Due dei paesi confinanti, Ruanda e Uganda, pur avendo scarsissime riserve naturali di tantalio, figurano tra i maggiori esportatori mondiali, poiché finanziano e armano le milizie che attraverso la violenza contrabbandano questo e altri minerali attraverso le due nazioni africane. Quei minerali vengono poi venduti dal Ruanda e dall’Uganda a multinazionali occidentali della telefonia e dell’elettronica come Nokia, Ericsson, Siemens, Sony, Bayer, Intel, Hitachi, IBM e molte altre, che con i loro soldi vanno quindi a finanziare questa guerra sanguinaria. Il traffico e la lavorazione del minerale avviene attraverso decine di compagnie, ma è una sussidiaria della tedesca Bayer, la H.C. Starck, ad occuparsi della raffinazione del 50% del tantalio.
Migliaia di bambini vengono strappati alle loro famiglie in Ruanda, Uganda o nella stessa Repubblica Democratica del Congo da questi gruppi armati, di cui entrano a far parte se dimostrano coraggio e sangue freddo, in caso contrario verranno messi a lavorare come schiavi nelle miniere. Bambini che sono tra le vittime principali del coltan, costretti a lavorare fino a settantadue ore consecutive nelle miniere e che, per le loro piccole dimensioni, vengono fatti calare nelle strettissime buche scavate nel terreno per estrarre le grosse pietre che una volta frantumate daranno il prezioso materiale.

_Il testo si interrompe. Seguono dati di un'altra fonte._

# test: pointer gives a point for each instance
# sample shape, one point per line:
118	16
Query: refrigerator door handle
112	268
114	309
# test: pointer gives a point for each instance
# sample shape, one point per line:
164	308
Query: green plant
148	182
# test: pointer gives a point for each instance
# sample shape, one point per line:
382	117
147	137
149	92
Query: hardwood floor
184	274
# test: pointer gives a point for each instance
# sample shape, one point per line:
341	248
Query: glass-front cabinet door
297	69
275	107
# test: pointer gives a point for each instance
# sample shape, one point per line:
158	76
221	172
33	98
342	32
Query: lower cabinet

Il coltan viene estratto con pale e picconi negli alvei, nei depositi alluvionali e nelle rocce fragili anche su ripide colline che spesso tendono a sbriciolarsi e questo provoca spesso delle frane. Il materiale raccolto in sacchi fino a 50 kg viene quindi trasportato a spalla da bambini e adulti fino al centro di scambio più vicino, che a volte si trova a due giorni di cammino. Il tasso di morte tra i minatori è altissimo a causa di frane, asfissia, lavoro forzato e violenze dei miliziani. La loro salute è messa a dura prova dai ritmi di lavoro pesantissimi, inoltre il tantalio è anche radioattivo poiché contiene una parte di uranio, e di conseguenza provoca spesso tumori o altre patologie che portano a una morte prematura. Essendo miniere “abusive” tutte le operazioni vengono svolte in modo artigianale, e così dopo le operazioni di filtraggio nei fiumi, i materiali residui vengono abbandonati direttamente sulla sponda ed essendo molto inquinanti, oltre che radioattivi, inquinano pesantemente l’acqua.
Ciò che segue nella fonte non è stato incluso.